Doom
He is useless on top of the ground;
he ought to be under it, inspiring the cabbages.
—Pudd’nhead Wilson’s Calendar
APRIL 1. This is the day upon
which we are reminded of what we are on the other
three hundred and sixty-four.
—Pudd’nhead Wilson’s Calendar
Wilson put on enough clothes for business
purposes and went to work under a high pressure of
steam. He was awake all over. All sense
of weariness had been swept away by the invigorating
refreshment of the great and hopeful discovery which
he had made. He made fine and accurate reproductions
of a number of his “records,” and then
enlarged them on a scale of ten to one with his pantograph.
He did these pantograph enlargements on sheets of
white cardboard, and made each individual line of
the bewildering maze of whorls or curves or loops which
consisted of the “pattern” of a “record”
stand out bold and black by reinforcing it with ink.
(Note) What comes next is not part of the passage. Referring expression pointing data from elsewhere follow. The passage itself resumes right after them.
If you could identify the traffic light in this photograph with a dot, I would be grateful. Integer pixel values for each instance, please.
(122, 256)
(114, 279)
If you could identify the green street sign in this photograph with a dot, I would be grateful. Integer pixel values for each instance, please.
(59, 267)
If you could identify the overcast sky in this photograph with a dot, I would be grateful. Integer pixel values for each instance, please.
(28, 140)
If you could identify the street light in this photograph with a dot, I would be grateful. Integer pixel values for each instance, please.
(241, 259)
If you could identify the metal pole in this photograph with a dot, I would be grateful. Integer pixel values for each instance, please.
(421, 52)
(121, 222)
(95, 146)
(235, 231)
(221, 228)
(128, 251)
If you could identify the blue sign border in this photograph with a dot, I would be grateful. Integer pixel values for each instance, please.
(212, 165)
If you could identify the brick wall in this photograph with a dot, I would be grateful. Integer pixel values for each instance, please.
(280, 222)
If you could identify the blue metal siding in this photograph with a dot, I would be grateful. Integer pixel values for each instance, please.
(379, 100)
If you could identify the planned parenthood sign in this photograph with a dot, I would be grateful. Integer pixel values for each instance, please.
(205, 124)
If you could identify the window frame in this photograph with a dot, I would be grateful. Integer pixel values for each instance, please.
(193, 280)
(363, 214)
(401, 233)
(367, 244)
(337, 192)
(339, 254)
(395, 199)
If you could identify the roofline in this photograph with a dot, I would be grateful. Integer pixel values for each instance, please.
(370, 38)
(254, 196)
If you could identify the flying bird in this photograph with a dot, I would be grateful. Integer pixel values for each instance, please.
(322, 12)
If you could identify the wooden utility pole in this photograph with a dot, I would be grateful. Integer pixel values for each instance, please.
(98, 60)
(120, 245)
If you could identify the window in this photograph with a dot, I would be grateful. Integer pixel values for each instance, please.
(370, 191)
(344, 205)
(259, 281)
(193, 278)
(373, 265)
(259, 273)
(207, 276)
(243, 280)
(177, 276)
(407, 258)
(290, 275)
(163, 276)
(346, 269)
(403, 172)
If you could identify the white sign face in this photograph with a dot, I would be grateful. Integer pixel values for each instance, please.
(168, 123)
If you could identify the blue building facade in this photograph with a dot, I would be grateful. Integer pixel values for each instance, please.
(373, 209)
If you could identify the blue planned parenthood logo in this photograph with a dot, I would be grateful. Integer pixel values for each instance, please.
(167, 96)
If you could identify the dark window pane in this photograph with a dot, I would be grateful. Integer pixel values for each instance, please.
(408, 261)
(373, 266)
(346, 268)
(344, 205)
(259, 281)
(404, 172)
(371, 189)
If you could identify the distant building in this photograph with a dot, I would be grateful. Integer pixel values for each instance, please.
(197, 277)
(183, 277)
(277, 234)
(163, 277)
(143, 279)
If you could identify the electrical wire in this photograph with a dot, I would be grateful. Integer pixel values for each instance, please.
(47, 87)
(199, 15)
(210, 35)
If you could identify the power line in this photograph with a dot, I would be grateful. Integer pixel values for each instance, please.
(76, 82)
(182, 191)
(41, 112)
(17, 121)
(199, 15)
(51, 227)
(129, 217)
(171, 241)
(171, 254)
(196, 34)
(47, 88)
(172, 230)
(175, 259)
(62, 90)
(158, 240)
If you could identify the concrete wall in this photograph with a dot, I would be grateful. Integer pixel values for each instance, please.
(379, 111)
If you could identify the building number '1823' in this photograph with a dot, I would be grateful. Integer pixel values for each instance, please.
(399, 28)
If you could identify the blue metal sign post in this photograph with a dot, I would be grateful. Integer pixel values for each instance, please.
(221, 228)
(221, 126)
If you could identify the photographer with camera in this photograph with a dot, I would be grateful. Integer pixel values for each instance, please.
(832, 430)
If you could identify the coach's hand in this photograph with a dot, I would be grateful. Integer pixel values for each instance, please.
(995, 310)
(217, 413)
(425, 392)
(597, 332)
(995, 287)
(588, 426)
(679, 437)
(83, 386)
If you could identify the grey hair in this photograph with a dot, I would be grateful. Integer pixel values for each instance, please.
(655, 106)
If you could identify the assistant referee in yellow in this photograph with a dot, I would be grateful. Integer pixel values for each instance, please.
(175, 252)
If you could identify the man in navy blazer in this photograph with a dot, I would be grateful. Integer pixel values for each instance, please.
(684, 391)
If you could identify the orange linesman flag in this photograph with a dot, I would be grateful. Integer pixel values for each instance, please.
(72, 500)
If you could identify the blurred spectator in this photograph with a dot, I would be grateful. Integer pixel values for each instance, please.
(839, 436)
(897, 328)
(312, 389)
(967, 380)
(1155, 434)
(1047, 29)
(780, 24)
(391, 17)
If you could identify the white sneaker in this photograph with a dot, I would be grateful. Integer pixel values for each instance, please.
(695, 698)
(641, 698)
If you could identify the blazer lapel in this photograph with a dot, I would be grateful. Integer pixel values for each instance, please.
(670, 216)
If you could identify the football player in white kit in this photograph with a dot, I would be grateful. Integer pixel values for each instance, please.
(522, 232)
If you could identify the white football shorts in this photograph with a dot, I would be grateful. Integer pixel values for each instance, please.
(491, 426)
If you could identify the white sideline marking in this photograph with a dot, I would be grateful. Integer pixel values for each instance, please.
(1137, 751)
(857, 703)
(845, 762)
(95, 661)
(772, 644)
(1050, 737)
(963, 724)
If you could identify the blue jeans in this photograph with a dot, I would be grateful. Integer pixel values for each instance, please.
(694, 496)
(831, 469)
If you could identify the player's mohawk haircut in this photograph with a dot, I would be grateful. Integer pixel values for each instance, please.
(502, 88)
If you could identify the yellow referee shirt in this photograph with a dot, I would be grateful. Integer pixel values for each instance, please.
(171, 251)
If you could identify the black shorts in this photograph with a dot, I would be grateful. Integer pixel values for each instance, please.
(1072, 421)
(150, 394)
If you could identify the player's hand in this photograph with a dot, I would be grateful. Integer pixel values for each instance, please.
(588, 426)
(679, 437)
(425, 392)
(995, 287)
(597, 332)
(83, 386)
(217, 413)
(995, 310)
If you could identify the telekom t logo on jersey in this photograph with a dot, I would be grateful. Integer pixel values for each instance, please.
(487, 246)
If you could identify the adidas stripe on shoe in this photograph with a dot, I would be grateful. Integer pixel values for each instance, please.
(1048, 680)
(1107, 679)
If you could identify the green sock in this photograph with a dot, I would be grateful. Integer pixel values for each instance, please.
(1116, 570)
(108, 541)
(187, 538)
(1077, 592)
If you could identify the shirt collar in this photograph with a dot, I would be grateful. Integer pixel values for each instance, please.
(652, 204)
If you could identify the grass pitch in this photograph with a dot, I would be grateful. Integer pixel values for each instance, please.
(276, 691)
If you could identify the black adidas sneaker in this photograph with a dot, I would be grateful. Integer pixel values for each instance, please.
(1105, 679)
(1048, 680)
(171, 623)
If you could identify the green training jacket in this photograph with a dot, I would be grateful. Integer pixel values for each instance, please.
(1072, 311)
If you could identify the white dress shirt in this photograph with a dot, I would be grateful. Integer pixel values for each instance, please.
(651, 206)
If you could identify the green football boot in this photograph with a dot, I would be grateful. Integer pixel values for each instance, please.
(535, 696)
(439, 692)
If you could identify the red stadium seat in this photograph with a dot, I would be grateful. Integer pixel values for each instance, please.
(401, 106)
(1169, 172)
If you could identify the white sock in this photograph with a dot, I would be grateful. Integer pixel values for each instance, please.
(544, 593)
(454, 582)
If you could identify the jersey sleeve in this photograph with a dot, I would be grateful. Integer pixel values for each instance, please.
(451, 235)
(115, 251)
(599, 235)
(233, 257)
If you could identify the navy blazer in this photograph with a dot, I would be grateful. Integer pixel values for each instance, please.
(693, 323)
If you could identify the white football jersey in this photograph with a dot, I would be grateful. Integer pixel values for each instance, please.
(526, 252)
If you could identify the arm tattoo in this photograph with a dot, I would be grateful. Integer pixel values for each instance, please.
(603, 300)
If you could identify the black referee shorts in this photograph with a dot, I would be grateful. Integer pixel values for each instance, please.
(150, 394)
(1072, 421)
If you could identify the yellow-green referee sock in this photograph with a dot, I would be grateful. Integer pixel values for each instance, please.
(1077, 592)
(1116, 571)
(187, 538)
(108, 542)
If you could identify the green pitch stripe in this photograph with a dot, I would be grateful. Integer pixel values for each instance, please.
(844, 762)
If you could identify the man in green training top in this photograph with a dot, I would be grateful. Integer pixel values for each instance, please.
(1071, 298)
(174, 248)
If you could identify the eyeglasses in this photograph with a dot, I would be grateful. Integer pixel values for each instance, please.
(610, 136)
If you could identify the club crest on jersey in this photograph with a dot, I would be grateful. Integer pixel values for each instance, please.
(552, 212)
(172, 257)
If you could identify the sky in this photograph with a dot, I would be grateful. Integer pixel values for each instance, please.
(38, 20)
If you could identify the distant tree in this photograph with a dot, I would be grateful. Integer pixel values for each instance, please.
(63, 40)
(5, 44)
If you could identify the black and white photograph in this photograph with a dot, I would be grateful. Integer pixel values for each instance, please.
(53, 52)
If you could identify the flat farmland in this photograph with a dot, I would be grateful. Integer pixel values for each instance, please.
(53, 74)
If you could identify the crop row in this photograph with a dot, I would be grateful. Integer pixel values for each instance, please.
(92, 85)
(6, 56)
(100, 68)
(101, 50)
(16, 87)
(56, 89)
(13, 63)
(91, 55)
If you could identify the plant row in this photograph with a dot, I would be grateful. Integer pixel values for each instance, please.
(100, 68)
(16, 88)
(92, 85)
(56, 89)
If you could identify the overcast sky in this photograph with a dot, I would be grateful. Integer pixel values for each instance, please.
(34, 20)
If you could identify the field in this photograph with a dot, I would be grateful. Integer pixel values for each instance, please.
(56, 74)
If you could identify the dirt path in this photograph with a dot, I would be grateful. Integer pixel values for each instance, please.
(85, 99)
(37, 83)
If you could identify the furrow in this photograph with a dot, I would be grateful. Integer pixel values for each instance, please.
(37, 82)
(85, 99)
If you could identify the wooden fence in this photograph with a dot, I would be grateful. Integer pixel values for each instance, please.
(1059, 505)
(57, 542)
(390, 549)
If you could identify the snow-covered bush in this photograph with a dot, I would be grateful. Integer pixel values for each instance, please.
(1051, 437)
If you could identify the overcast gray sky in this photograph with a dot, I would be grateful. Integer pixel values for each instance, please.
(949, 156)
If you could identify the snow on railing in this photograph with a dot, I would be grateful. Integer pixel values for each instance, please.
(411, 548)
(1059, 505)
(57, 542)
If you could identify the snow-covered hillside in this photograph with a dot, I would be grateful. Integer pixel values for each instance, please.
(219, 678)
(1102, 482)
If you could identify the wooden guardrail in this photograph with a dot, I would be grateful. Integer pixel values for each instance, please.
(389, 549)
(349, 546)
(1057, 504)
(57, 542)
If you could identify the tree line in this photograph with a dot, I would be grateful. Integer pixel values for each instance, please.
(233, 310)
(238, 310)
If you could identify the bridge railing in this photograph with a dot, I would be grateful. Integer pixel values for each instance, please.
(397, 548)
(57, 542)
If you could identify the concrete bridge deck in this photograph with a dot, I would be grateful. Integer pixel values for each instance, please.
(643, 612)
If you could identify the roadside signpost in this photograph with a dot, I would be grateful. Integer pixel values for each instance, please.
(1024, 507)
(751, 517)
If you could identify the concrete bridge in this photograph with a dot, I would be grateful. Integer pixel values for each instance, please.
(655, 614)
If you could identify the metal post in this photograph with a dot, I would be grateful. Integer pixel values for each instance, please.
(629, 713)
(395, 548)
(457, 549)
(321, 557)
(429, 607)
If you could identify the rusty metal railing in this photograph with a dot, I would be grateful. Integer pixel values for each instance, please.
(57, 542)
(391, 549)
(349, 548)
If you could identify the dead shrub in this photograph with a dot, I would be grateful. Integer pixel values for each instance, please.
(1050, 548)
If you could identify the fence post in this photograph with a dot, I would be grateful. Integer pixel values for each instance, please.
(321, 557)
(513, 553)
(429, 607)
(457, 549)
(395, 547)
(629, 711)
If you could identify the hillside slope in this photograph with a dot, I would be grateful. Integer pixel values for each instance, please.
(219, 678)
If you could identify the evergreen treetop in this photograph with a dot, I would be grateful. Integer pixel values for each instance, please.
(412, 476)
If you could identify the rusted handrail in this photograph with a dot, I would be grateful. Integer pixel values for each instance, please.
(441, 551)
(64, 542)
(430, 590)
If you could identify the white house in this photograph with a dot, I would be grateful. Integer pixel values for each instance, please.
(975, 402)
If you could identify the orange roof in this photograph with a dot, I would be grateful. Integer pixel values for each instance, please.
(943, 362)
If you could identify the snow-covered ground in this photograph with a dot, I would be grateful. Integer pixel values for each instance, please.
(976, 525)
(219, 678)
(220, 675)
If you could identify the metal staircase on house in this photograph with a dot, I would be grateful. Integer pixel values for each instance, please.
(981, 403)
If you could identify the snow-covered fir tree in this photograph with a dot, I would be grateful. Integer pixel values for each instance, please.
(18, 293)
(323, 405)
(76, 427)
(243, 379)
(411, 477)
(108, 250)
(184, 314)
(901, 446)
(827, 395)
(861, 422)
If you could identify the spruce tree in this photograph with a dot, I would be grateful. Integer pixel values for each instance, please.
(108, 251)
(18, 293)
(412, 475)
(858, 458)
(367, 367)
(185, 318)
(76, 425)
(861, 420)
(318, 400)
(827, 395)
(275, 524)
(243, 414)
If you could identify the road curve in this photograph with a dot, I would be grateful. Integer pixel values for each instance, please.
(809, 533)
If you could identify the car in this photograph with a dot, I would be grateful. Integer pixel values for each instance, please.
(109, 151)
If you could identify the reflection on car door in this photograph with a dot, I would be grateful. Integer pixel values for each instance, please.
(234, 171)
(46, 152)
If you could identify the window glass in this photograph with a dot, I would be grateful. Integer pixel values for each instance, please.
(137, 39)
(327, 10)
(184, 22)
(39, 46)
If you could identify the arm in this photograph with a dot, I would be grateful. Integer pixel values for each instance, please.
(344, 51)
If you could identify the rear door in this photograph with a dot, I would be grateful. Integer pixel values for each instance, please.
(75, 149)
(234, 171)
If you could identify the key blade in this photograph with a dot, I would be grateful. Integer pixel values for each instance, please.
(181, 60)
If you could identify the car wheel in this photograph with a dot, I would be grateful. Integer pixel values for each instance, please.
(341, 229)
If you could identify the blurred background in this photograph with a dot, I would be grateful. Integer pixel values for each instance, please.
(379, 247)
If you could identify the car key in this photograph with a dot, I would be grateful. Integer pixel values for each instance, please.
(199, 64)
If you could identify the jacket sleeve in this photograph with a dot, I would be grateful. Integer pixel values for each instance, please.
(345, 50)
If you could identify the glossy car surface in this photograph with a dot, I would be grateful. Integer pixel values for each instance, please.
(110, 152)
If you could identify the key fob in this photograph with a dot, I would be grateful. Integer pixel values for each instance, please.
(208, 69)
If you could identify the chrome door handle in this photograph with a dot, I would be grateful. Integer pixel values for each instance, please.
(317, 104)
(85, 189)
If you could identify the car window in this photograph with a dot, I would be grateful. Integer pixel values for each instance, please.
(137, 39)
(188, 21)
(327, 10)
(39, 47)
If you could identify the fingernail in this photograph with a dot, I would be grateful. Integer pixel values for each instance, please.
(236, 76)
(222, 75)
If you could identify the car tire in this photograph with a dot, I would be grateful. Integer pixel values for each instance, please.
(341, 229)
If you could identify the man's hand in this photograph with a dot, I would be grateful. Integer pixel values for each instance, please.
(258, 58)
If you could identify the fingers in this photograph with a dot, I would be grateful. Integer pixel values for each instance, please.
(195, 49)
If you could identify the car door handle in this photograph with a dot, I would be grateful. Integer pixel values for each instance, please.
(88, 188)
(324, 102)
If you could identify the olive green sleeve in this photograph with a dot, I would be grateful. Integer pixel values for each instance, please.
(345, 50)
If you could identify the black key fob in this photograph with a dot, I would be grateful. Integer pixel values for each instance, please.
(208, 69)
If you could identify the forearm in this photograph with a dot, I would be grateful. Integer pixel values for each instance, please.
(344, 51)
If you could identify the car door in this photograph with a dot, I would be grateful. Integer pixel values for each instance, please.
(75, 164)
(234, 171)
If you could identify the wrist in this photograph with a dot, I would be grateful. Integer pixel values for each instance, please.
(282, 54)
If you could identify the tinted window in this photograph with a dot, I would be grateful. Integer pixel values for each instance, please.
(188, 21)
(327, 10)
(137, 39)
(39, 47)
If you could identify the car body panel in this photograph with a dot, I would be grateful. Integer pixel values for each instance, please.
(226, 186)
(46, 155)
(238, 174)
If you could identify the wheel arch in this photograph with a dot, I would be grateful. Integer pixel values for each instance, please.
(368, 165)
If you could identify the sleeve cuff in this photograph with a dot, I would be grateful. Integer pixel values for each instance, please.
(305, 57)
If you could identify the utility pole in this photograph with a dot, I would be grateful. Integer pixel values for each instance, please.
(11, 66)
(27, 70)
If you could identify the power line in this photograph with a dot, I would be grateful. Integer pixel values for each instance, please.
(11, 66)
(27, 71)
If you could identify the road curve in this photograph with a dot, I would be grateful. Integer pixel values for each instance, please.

To the untrained eye the collection of delicate originals
made by the human finger on the glass plates looked
about alike; but when enlarged ten times they resembled
the markings of a block of wood that has been sawed
across the grain, and the dullest eye could detect
at a glance, and at a distance of many feet, that
no two of the patterns were alike. When Wilson
had at last finished his tedious and difficult work,
he arranged his results according to a plan in which
a progressive order and sequence was a principal feature;
then he added to the batch several pantograph enlargements
which he had made from time to time in bygone years.
The night was spent and the day well
advanced now. By the time he had snatched a
trifle of breakfast, it was nine o’clock, and
the court was ready to begin its sitting. He
was in his place twelve minutes later with his “records.”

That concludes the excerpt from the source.